L'étiquette `latest` est une cible mouvante et peut entraîner des déploiements imprévisibles. Épinglez toujours à une version ou un condensé spécifique (par exemple, `myapp:1.2.3` ou `myapp@sha256:...`). Cela garantit la reproductibilité et facilite la restauration.

### Coder en dur des secrets dans les Dockerfiles ou les fichiers Compose

Les secrets dans les images peuvent être extraits même après avoir été supprimés dans une couche. Utilisez des variables d'environnement au moment de l'exécution, des secrets Docker ou des gestionnaires de secrets externes. Ne validez jamais de secrets dans le contrôle de version.

### Ne pas définir de limites de ressources

Sans `--memory` et `--cpus`, un conteneur peut consommer toutes les ressources de l'hôte et affamer d'autres processus. Définissez toujours des limites en production et envisagez de définir des limites par défaut dans la configuration du démon.

### Ignorer les codes de sortie des conteneurs

Un conteneur qui se termine avec un code non nul est un signal que quelque chose s'est mal passé.
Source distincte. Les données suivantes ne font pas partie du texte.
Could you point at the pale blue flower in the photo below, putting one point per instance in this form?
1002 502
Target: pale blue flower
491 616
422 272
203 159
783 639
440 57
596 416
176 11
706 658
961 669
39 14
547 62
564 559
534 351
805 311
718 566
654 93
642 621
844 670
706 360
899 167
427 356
Vérifiez toujours le code de sortie et les journaux, et définissez des politiques de redémarrage appropriées (`--restart=unless-stopped` pour la plupart des services), mais évitez les boucles de redémarrage qui cachent les problèmes.

### Abuser des montages bind en production

Les montages bind dépendent du système de fichiers hôte et peuvent causer des problèmes de permissions et de portabilité entre environnements. Préférez les volumes nommés pour les données persistantes. Si des montages bind sont nécessaires, documentez les exigences de chemin hôte et assurez des permissions cohérentes.

### Ne pas utiliser de vérifications de santé

Sans vérification de santé, Docker ne peut pas déterminer si un conteneur est réellement sain, seulement s'il est en cours d'exécution. Définissez une vérification de santé dans le Dockerfile ou le fichier Compose pour permettre aux outils d'orchestration de réagir aux conteneurs malsains.

### Accumuler des images et volumes inutilisés

Au fil du temps, les images et volumes inutilisés consomment de l'espace disque. Utilisez `docker system prune` avec précaution pour supprimer les objets inutilisés. Planifiez un nettoyage régulier avec des filtres : `docker image prune -a --filter "until=168h"` pour supprimer les images de plus d'une semaine.

## Conclusion

L'architecture de la CLI Docker expliquée avec des exemples pratiques devient vraiment utile lorsque chaque recommandation est délimitée par version, observable et réversible là où la technologie le permet. Copier une commande sans vérifier les prérequis et la sortie attendue n'est pas une procédure d'exploitation ; c'est un pari.

Comme prochaine étape, choisissez une vérification à faible risque de cet article, enregistrez l'état actuel, exécutez la vérification documentée, comparez le résultat avec le signal attendu et examinez les dépendances telles que le contexte Docker, les images Docker et les conteneurs Docker.

Un flux de travail technique fiable rend les défaillances visibles, protège les valeurs sensibles, limite les modifications à la ressource prévue et définit la vérification de récupération avant qu'un incident ne force la décision. En suivant l'approche structurée décrite ici, vous pouvez exploiter Docker avec une plus grande confiance et réduire le risque de temps d'arrêt imprévu.